Currently, Amazon RDS is used as a data store for all the micro-services in my organization. It is particularly suitable because, in a very loosely coupled micro-services landscape, none of the services need a complex table structure and limited data redundancy is tolerated. Hence, a medium instance of RDS is more than capable of servicing our production-grade micro-services without the maintenance cost of an on-premise RDBMS.
  • It is scalable and fault tolerant.
  • It is provided as a managed service without the need for an on premise data center.
  • It is highly capable and a fast enough data source for a production-grade lightweight microservice.
  • It is not suitable for a very complex database where every performance aspect of a database needs to be granularly fine-tuned.
  • Adopters have to take care of data security.
  • It is not suitable for analytics.
  • Minimal hardware costs as compared to an on-premise data center.
  • Huge savings in licensing costs.
  • Easily deployable, so no advance planning and provisioning required.
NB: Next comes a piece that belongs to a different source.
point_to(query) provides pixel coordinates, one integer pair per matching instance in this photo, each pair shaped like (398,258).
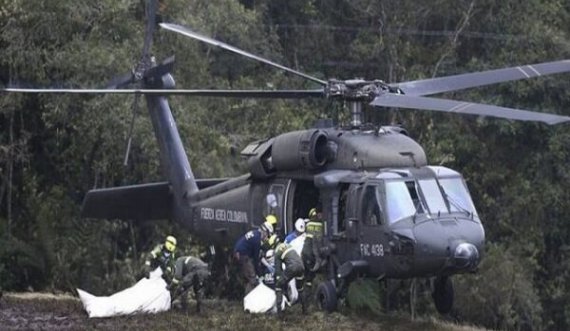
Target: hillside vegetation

A new instance can be spun up in minutes.
RDS is a new way to go about database needs for organizations. As more and more enterprises move towards cloud-based design when creating their IT infrastructure, more and more they shed traditional on-premise heavyweight RDBMS systems and instead embrace cloud database services like RDS which save an amazing amount of money. Since it was one of the first offerings in the database as a service space, its adoption is also comparatively higher.
It is very well suited as a small data store for lightweight micro-services where there is no need for a complex table structure and database objects. It is not very well suited for applications which perform analytics on a large volume of data in a short span of time and, hence, require a very high throughput.